The stylesheet below contains all public CSS class hooks exposed by MosaicJS and is provided as a copy-pasteable, non-opinionated reference.

This file:

  • Contains no visual styling
  • Encodes affordance only
  • Is optional and illustrative
  • May be freely modified or replaced
css
/*
 * AUTO-GENERATED FILE — DO NOT EDIT
 *
 * Source: src/css/contract.ts (DEFAULT_CSS_CLASS_CONTRACT)
 * Generated by: scripts/generate-docs/default-css-block.ts
 */

/* active */
.mosaic--active {
  /* optional */
}

/* ghost */
.mosaic--ghost {
  /* optional */
}

/* dropTarget */
.mosaic--drop-target {
  /* optional */
}

/* dropAllowed */
.mosaic--drop-allowed {
  /* optional */
}

/* dropRejected */
.mosaic--drop-rejected {
  /* optional */
}

Customizing CSS Classes

You may override any subset of the CSS class contract when creating a Mosaic instance.

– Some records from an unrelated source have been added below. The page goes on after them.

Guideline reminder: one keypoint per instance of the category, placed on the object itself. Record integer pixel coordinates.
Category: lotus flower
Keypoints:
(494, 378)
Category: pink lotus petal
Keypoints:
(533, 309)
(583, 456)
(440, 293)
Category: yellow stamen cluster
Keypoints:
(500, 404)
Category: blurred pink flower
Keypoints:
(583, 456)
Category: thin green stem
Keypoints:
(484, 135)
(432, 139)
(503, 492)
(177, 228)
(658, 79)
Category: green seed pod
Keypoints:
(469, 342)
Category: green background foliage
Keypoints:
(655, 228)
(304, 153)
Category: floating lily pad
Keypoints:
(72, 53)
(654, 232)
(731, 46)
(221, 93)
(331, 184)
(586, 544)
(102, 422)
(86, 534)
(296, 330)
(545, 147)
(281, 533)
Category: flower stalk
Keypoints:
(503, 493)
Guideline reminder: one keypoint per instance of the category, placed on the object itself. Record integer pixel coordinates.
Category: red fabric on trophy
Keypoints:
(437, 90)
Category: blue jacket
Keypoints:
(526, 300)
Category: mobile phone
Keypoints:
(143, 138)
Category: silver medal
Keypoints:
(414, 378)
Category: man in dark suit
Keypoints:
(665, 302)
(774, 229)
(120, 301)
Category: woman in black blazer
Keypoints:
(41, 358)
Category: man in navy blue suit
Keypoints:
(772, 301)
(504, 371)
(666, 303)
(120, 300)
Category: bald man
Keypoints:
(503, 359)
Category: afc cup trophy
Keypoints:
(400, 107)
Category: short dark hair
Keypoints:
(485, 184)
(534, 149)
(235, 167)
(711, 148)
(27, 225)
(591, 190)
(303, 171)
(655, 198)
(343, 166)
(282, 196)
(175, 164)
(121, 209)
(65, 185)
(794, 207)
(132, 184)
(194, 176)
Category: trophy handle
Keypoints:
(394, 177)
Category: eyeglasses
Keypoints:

Unspecified properties automatically fall back to the default contract.

ts
const mosaic = new Mosaic({
  root,
  selectors: { node: ".item" },
  cssClasses: {
    active: "ring-2 ring-blue-500",
    ghost: "opacity-50 pointer-events-none shadow-lg",
  }
});

Each contract value may contain one or more space-separated class names, enabling full compatibility with utility-first CSS frameworks.

Class Application Helpers

MosaicJS applies and removes CSS classes using internal helper utilities:

ts
applyClasses(element, "foo bar baz");
removeClasses(element, "foo bar");

These helpers:

  • Support space-separated class lists
  • Ignore excess whitespace
  • Perform no-ops for empty strings

They are exported for advanced integrations but are not required for standard usage. They do not perform validation and are intentionally minimal.

Ghost Elements

The ghost (drag preview) element:

  • Is a deep clone of the active node
  • Receives only the classes defined by the active CSS class contract
  • Is removed automatically when the interaction ends

MosaicJS does not apply visual styling to the ghost element. Only positional behavior is enforced.

Error Handling

Calling Ghost.create with a non-HTMLElement will throw:

text
TypeError: Ghost.create expected HTMLElement; received <type>

This ensures misuse fails loudly and predictably without leaving side effects.

Summary

The CSS class contract is the only styling surface exposed by MosaicJS.

If MosaicJS affects the DOM visually, it does so exclusively by:

applying or removing semantic class names — and nothing else.

This guarantees MosaicJS remains safe, predictable, and compatible with any design system or framework.